Anyone fishing Rocky Fork the last few days? Looking for recent reports on saugeye bite. I fished there 2 weeks ago. It was slow then with 3 saugeye that day but only 1 keeper a 16 inch fish. Catfish were active that day.


----------



## Wally Diver (Aug 27, 2006)

The wife and I fished today. 3 saugeye 9 yellow perch and 10 catfish on night crawlers and minnows. Water 77 degrees yet 2 trailers in the lot when I got there at 8 this morning and maybe 6 or 8 when we left at 3 this afternoon. All fish were caught drifting.


----------



## crappiedude (Mar 12, 2006)

Nice report. I haven't been to RF in about a month. I'd like to get back out there before bow season starts.


----------



## josh13 (Aug 16, 2011)

Wally Diver said:


> The wife and I fished today. 3 saugeye 9 yellow perch and 10 catfish on night crawlers and minnows. Water 77 degrees yet 2 trailers in the lot when I got there at 8 this morning and maybe 6 or 8 when we left at 3 this afternoon. All fish were caught drifting.

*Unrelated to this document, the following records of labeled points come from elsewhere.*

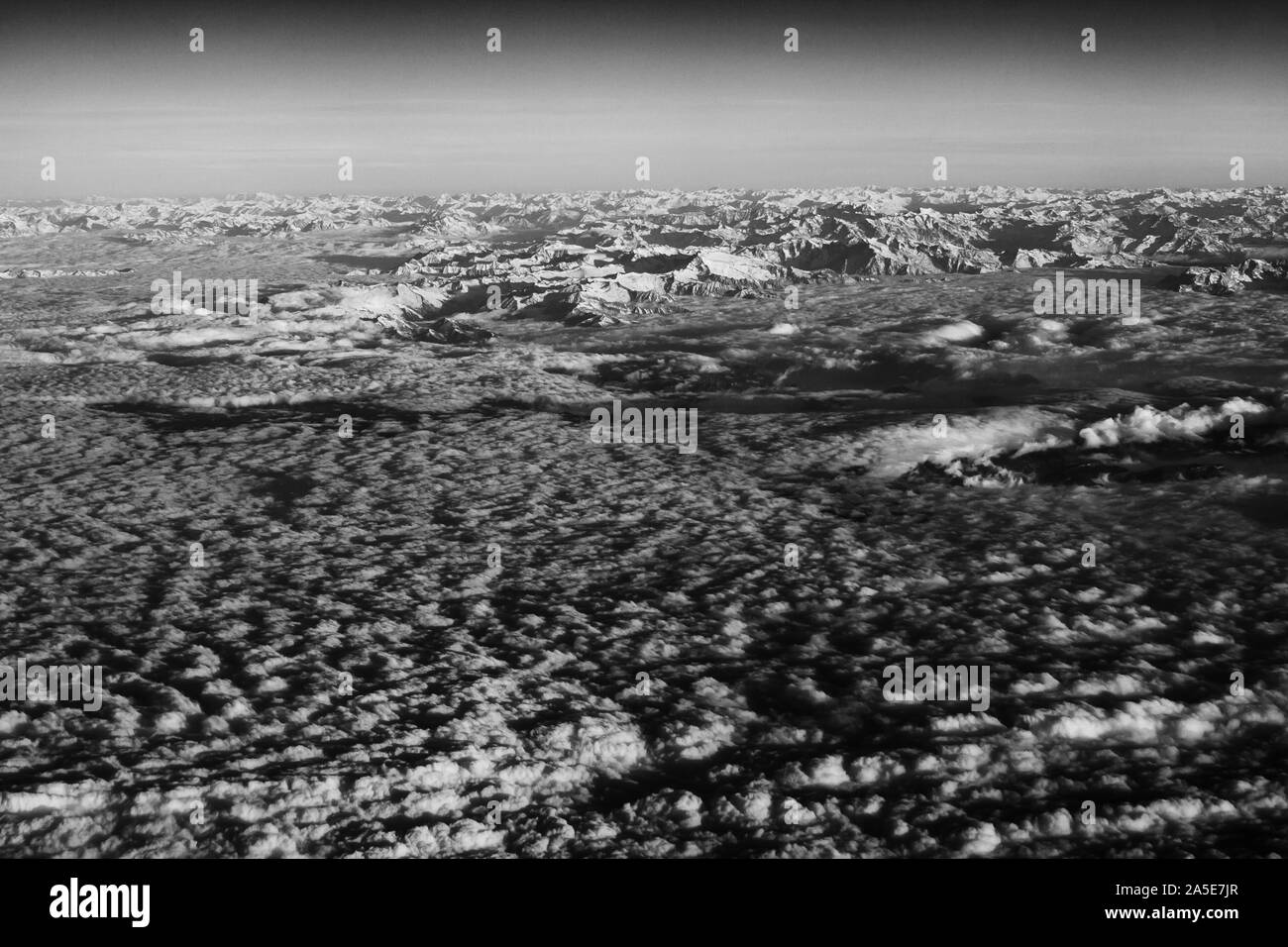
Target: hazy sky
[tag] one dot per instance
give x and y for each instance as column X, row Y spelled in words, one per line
column 580, row 90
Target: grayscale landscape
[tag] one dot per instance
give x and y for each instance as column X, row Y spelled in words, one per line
column 460, row 626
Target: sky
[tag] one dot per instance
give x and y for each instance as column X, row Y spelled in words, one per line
column 579, row 91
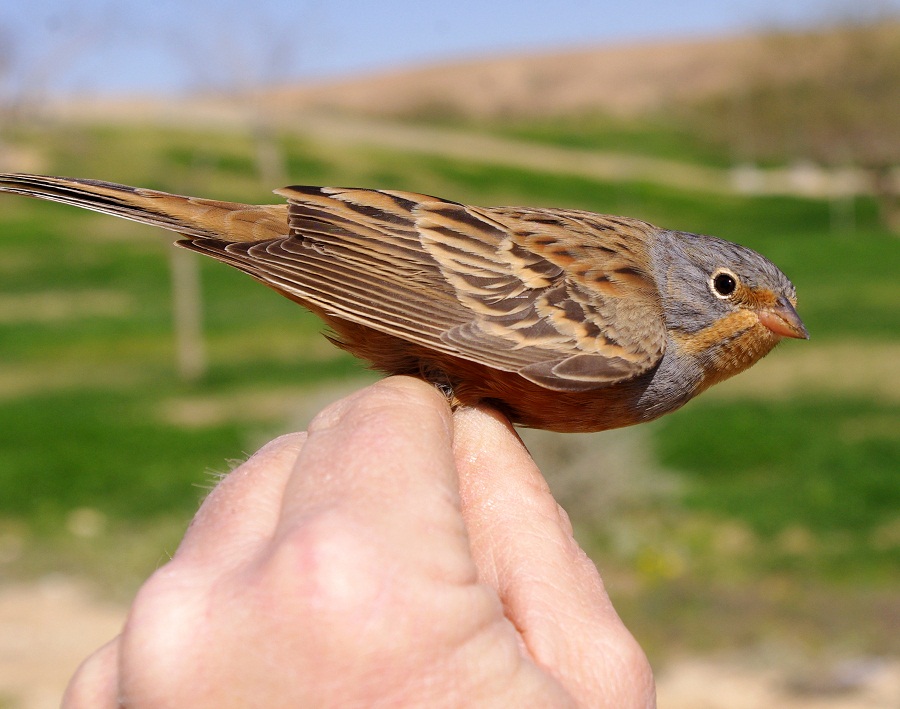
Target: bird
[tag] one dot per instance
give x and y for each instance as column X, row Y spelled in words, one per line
column 561, row 319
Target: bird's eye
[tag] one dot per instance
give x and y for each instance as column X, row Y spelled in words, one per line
column 724, row 283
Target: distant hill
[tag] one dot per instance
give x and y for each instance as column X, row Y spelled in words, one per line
column 616, row 79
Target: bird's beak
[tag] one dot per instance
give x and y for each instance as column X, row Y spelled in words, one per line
column 783, row 320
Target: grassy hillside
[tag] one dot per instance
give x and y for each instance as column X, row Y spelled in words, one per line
column 756, row 500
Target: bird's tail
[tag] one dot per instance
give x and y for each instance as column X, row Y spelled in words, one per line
column 193, row 217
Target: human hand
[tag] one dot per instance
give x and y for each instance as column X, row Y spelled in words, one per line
column 394, row 555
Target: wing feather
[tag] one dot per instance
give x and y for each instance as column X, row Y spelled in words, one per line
column 555, row 295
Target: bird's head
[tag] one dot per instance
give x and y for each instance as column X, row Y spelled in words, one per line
column 724, row 304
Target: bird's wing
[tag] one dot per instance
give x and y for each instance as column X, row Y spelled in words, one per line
column 561, row 297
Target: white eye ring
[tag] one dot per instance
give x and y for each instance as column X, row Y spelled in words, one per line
column 723, row 283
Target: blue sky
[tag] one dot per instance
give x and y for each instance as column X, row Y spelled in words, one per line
column 109, row 46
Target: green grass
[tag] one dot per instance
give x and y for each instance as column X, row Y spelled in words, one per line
column 809, row 483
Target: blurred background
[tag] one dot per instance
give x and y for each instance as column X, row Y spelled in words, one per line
column 751, row 540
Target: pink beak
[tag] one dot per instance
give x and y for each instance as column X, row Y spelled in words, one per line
column 784, row 321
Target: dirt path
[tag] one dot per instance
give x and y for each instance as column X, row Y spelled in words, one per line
column 479, row 147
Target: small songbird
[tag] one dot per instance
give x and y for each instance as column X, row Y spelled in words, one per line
column 562, row 319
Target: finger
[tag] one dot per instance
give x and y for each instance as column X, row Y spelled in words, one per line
column 242, row 511
column 382, row 458
column 95, row 683
column 523, row 546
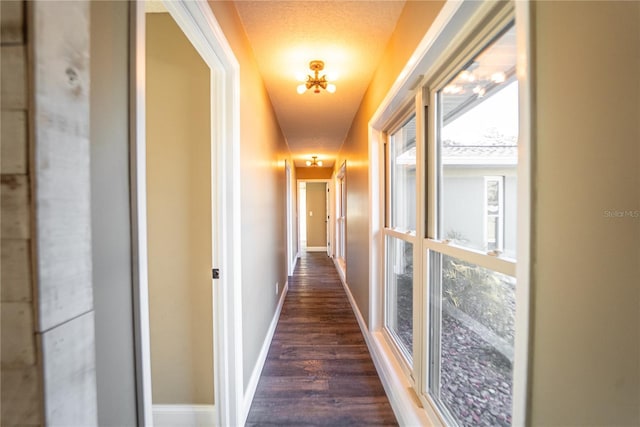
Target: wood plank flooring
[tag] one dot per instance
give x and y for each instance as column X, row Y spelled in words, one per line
column 318, row 370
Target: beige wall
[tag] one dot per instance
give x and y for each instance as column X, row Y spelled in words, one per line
column 413, row 23
column 314, row 173
column 263, row 151
column 179, row 216
column 585, row 354
column 316, row 214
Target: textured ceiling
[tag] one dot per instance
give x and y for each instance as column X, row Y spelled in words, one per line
column 349, row 36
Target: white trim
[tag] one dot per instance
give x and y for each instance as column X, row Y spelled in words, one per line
column 201, row 28
column 262, row 356
column 138, row 182
column 502, row 265
column 316, row 249
column 183, row 415
column 302, row 243
column 526, row 124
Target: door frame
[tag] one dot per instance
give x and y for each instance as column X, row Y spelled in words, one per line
column 328, row 213
column 201, row 28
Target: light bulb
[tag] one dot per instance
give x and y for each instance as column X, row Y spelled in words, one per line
column 498, row 77
column 332, row 76
column 466, row 75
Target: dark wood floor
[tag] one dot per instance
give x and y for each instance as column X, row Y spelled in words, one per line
column 318, row 370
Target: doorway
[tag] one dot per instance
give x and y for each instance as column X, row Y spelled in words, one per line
column 200, row 27
column 313, row 214
column 178, row 220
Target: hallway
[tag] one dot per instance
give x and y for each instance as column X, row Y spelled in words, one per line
column 318, row 371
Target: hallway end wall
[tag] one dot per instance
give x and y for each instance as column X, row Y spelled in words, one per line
column 414, row 21
column 263, row 151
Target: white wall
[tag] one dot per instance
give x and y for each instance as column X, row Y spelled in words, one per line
column 585, row 354
column 263, row 151
column 111, row 214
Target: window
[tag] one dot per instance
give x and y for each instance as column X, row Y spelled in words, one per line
column 400, row 236
column 494, row 213
column 445, row 235
column 471, row 287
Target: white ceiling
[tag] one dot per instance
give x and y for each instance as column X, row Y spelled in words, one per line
column 349, row 36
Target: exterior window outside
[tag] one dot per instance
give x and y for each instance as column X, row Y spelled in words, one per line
column 471, row 305
column 401, row 207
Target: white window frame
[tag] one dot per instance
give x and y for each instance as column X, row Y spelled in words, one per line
column 406, row 359
column 457, row 22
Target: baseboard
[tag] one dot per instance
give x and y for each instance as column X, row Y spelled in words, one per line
column 406, row 407
column 262, row 357
column 183, row 415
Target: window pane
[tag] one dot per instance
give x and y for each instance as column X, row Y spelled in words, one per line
column 475, row 310
column 399, row 293
column 478, row 139
column 402, row 177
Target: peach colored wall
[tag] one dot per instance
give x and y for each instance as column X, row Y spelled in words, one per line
column 262, row 191
column 314, row 173
column 415, row 20
column 585, row 353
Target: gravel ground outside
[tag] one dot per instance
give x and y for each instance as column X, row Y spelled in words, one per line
column 476, row 379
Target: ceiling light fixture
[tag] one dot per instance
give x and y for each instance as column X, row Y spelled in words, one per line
column 316, row 81
column 314, row 162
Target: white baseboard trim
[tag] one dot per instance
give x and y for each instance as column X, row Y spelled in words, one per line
column 262, row 357
column 406, row 406
column 183, row 415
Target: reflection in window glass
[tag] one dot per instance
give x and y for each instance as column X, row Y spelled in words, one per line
column 471, row 307
column 399, row 293
column 402, row 177
column 478, row 139
column 476, row 311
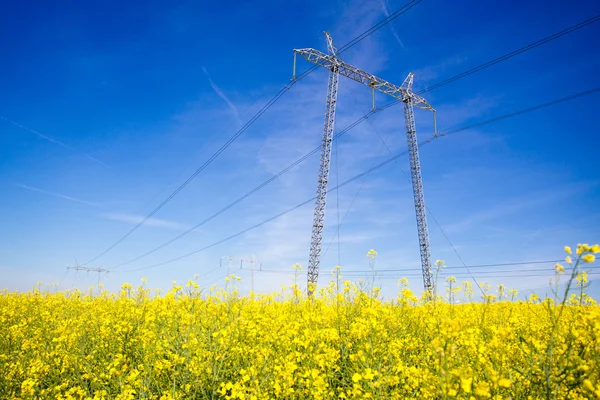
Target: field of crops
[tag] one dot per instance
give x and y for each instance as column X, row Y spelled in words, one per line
column 344, row 342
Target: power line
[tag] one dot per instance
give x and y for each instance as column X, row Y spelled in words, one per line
column 446, row 268
column 516, row 52
column 368, row 171
column 279, row 94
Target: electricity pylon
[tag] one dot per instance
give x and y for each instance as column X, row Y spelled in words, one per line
column 251, row 260
column 314, row 258
column 404, row 93
column 98, row 270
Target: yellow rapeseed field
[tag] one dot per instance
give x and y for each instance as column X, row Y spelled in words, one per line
column 345, row 342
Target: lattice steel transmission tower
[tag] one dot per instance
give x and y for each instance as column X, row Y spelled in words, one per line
column 404, row 93
column 314, row 258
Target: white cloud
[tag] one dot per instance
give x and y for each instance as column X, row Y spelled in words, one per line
column 61, row 196
column 387, row 14
column 55, row 141
column 136, row 219
column 220, row 93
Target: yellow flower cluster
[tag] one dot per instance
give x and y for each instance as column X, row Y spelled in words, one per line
column 342, row 343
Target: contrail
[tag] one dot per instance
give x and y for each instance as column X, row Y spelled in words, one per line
column 222, row 96
column 61, row 196
column 52, row 140
column 387, row 14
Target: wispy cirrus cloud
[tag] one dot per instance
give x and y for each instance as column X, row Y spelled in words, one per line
column 220, row 93
column 55, row 141
column 60, row 196
column 136, row 219
column 386, row 12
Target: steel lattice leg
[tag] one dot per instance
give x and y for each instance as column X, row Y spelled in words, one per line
column 419, row 197
column 319, row 215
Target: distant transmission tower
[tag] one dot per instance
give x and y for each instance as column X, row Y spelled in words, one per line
column 337, row 66
column 98, row 270
column 252, row 260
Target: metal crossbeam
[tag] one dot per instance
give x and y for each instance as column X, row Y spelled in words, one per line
column 337, row 66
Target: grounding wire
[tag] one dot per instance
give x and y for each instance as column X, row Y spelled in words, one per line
column 373, row 168
column 366, row 116
column 250, row 122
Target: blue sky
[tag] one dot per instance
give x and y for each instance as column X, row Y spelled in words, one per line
column 107, row 108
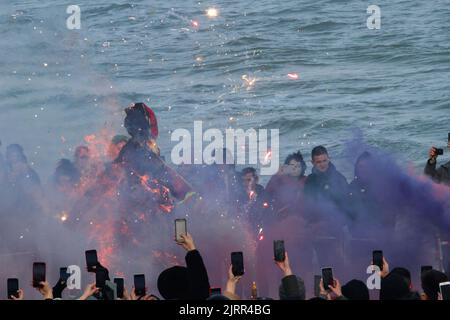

Does rocky fork have a decent perch population? And if so where might I hook a few from the bank if there is any good bank spots


----------



## Cajunsaugeye (Apr 9, 2013)

Yes it has tons of perch. VERY few "keepers sized though.


----------



## Wally Diver (Aug 27, 2006)

There are some nice size ones in there but hard to find them mostly small ones. 
I'd try down by the old restaurant if fishing from the bank. Around the islands if in a boat.


----------



## Matt Jackson (Apr 21, 2015)

What size where the catfish you were catching up there?Ive always wanted to try Rocky Fork and I'm getting burnt out fishing Cowan.


----------



## Salmonid (Apr 14, 2004)

Rfl channel cats run from 3-6 lbs with some nice ones up to about 13 lbs. it not a numbers lake but definitely a "quality" fishery


----------



## Wolfman29 (Aug 30, 2017)

Anyone catching any crappie on Rocky Fork?


----------



## Wally Diver (Aug 27, 2006)

I fished Monday not much luck 8 small perch and blue gills.


----------



## Cajunsaugeye (Apr 9, 2013)

Wolfman29 said:


> Anyone catching any crappie on Rocky Fork?


The Amish have had GREAT success w/them Other past few winters. Why you most likely will not.


----------



## Wolfman29 (Aug 30, 2017)

Crappie reports there? Amish cleaned them out huh?


----------



## StevenMcc (Jul 2, 2017)

Wolfman29 said:


> Crappie reports there? Amish cleaned them out huh?


LOL I don't get that either.


----------